We might do well to subscribe to the philosophy of Jane Goodall. “My mission is to create a world where we can live in harmony with nature. And can I do that alone? No. So there is a whole army of youth that can do it. So I suppose my mission is to reach as many of those young people as I can through my own efforts.”

Perhaps that’s the answer, then. Hope and pray for another Stella Bowes to step to the fore, she being the 12-year-old girl from Bridgewater who made national news by taking various levels of government to task in her successful campaign to clean up the La Have River of sewage.

With all due respect to Bob Bancroft’s insightfully crafted article in this paper on March 5, “Give our forests back to the people”, industry and bureaucrats are not going to give the people of Nova Scotia anything.

Freelance journalist Ralph Surette, an outspoken critic of DNR for years, explains why this is so in a March 9, 2015, article in this newspaper, Split DNR and put its agenda through the chipper .

“Wearily, let me say this for the umpteenth time,” wrote Surette. “In practice, DNR is not a department of government but of the pulp and lumber industry. It’s been that way since the 1960s. DNR ministers arrive knowing nothing and end up as messengers for the established powers …

“The nub is that DNR is in a conflict of interest — it both regulates and promotes the industry.”

Nova Scotians agree with Hines when he says, “People should know how government is managing public lands.” That’s why he should address the following concerns, minus the rhetoric and talking points.

•Show us the science that explains why clear cutting overwhelmingly trumps selective cutting in this province.

•Show us the science that favours single species softwood plantations over mixed forests for wildlife habitat.

•Show us the science behind whole tree harvesting and how it benefits soil nutrition.

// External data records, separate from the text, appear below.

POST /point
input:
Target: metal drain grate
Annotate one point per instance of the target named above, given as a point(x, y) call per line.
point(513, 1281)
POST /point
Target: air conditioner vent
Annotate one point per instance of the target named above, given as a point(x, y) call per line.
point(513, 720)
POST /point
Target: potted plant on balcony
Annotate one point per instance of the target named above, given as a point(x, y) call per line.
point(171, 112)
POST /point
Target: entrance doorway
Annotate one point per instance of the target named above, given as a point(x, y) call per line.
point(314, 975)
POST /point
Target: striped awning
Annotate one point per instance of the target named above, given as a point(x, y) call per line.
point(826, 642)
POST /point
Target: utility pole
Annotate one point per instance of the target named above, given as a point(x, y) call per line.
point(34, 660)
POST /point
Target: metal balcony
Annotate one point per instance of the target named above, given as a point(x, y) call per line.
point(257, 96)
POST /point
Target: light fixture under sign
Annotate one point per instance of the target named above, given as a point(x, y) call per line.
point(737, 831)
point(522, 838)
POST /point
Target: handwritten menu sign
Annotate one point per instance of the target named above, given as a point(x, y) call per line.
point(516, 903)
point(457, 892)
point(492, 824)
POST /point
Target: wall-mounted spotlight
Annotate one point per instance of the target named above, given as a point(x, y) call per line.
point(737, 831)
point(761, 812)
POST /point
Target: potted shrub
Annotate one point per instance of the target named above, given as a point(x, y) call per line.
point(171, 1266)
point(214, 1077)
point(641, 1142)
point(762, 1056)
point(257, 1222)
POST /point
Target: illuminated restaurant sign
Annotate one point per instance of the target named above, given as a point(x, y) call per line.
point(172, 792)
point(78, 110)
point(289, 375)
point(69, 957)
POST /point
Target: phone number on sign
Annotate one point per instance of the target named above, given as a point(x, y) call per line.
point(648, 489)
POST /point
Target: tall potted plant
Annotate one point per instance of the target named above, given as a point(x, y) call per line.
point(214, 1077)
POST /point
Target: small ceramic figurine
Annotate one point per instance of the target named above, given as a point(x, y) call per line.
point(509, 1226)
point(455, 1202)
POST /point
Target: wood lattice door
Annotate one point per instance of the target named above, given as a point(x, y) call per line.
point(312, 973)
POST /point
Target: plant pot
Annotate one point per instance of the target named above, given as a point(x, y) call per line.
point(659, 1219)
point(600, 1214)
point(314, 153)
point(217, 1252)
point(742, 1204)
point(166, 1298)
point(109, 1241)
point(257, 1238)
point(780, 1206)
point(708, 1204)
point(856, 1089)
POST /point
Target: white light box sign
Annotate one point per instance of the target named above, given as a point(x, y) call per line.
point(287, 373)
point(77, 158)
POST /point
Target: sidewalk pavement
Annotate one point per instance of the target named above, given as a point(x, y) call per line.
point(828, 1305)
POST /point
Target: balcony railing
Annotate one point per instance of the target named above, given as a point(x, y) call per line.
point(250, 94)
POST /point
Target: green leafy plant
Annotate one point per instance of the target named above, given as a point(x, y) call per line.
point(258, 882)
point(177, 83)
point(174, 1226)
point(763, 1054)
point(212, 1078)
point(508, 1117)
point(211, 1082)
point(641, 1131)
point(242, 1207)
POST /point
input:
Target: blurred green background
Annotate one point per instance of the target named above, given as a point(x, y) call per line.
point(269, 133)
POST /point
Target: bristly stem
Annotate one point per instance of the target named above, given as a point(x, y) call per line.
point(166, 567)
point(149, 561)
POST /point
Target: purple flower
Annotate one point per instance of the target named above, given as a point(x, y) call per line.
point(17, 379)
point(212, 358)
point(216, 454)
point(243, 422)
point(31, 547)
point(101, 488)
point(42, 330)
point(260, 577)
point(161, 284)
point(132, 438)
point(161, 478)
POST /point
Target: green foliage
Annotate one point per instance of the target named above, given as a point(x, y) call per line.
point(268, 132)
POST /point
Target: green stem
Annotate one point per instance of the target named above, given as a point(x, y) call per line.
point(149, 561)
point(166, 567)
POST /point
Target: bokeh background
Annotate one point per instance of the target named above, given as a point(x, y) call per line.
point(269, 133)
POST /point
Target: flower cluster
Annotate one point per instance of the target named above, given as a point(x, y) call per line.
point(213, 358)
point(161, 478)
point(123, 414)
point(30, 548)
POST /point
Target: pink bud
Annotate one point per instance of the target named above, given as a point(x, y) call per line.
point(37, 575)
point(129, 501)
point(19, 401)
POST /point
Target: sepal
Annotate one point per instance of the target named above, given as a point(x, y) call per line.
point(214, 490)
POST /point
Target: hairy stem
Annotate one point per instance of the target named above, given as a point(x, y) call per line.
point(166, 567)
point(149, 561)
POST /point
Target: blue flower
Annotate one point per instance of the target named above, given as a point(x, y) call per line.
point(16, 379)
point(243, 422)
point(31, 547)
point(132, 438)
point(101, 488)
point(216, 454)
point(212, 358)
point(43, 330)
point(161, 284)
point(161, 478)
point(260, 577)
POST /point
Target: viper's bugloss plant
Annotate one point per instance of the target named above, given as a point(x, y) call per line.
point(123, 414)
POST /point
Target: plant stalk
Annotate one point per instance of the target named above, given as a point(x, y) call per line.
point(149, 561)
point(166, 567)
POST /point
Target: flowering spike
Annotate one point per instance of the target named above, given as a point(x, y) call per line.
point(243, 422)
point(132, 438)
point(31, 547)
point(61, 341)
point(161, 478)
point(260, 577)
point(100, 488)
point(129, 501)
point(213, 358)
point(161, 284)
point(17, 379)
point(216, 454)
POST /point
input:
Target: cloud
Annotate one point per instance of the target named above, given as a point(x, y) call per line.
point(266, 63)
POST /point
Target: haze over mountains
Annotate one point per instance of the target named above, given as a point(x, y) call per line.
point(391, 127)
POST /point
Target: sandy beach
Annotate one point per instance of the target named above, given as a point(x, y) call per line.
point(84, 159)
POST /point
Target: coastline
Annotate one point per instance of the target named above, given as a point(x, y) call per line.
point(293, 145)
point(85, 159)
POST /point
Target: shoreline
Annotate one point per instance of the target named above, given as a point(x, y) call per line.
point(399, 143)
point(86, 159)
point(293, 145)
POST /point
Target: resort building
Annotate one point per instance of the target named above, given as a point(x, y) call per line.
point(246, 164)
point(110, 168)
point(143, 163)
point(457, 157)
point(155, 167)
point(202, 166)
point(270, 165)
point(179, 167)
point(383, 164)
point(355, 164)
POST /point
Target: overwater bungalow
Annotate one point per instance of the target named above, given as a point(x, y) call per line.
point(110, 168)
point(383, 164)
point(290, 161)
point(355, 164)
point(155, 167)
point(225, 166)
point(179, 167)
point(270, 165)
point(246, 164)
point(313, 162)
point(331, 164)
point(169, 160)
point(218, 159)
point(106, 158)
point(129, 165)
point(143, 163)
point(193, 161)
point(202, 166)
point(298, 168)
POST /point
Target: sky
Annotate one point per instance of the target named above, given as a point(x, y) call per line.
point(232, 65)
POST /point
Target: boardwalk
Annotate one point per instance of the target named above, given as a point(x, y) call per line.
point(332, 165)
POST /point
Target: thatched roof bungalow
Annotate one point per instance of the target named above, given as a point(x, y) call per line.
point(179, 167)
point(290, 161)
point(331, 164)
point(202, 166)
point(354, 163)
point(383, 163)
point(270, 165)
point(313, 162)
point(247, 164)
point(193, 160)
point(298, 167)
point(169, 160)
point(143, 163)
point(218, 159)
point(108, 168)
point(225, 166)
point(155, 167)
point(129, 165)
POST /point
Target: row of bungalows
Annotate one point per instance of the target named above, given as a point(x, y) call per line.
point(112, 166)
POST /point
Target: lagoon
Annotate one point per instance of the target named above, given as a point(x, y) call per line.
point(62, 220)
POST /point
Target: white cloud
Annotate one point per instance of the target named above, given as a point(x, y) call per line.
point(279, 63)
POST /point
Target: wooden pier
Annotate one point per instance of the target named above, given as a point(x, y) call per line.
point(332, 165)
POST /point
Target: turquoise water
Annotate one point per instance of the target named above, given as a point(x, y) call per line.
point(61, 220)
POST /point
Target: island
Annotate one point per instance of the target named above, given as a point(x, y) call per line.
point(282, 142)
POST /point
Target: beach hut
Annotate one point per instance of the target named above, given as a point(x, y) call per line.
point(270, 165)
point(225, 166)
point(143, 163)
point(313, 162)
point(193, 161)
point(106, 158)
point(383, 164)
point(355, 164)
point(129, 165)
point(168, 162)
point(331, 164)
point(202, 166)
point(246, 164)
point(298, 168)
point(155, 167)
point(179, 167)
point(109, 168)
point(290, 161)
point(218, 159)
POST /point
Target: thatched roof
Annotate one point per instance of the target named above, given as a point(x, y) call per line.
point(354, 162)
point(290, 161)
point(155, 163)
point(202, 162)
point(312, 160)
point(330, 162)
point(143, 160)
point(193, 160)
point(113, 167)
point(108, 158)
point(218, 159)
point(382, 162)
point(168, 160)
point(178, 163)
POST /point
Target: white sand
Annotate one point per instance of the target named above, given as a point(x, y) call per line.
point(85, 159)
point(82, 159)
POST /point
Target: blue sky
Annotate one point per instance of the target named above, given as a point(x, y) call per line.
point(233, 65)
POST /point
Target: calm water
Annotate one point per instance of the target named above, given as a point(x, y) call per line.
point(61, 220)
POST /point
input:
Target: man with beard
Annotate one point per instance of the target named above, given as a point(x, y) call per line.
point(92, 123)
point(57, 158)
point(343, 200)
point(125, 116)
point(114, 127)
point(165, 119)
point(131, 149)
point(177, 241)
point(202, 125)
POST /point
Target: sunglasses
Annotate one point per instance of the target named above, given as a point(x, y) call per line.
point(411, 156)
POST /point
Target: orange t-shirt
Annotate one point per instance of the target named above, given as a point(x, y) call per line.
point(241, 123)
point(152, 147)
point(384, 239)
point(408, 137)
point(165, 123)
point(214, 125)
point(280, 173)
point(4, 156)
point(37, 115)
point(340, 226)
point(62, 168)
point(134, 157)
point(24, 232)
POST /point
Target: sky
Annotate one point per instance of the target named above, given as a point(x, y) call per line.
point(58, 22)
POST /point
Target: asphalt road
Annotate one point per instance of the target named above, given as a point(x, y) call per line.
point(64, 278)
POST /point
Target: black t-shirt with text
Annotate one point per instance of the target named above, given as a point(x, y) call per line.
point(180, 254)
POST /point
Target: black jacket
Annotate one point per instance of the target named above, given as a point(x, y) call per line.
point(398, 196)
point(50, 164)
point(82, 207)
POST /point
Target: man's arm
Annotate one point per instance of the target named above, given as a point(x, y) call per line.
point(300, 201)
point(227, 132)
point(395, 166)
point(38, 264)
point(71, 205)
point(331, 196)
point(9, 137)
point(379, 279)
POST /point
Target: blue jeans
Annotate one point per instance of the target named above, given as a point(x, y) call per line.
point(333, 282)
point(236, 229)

•Show us the science for cutting down forests to burn for green energy.

•Show us the science that explains how leaving a postage-stamp patch of trees (to blow down later) in an expanse of flattened, cut-over wind-swept barren land promotes natural regeneration or serves as shelter for a myriad of mammals, birds, amphibians, reptiles and insects.

•Show us the science behind DNR’s “ecosystem-based forest management” that says clearcutting and spraying hundreds of acres of forest and subsequent protective canopy does not contribute to soil erosion, water run-off, dead fish and the demise of valuable shade tolerant vegetation.

•Show us the science-based rationale for dropping Forest Stewardship Council (FSC) certification — considered the “gold standard for environmental certification systems for forestry operations” by the previous DNR minister — choosing instead the much weaker Sustainable Forestry Initiative (SFI).

•Explain to us — without invoking the sovereign rights argument again — why government cannot or will not regulate clear cutting on private land holdings.

Let’s have a public debate. Produce the science. Produce hard job numbers proving changes in current forestry practices will unleash an apocalyptic economic meltdown.

Obviously no one in government is going to volunteer for any of this. But as Silver Donald Cameron has written, we can use the law.

Cameron explains how “unborn generations actually have legal rights, and that today’s generation has an obligation to preserve the natural world reasonably intact for its successors. That principle of “intergenerational equity” is now known as “The Oposa Doctrine” — and it’s been applied all around the world.”

The only way to take back our forests short of storming the Bastille is for the people of Nova Scotia to step up, coalesce and initiate a lawsuit against the provincial government for the sake of “our children and our children’s, children’s children.”

To date, more than 29,000 people have signed an on-line petition to “stop destroying Nova Scotia’s forests for biomass power generation.” But it continues. The vast majority of Nova Scotians have expressed displeasure with the rate of clear cutting in opinion polls. Again nothing has changed.

Government is listening, but not to the people. The time for actions to speak louder than words is now.

How much do your forests mean to you Nova Scotia? As that iconic sage Red Green so often put it, “We’re all in this together. I’m pullin’ for ya.”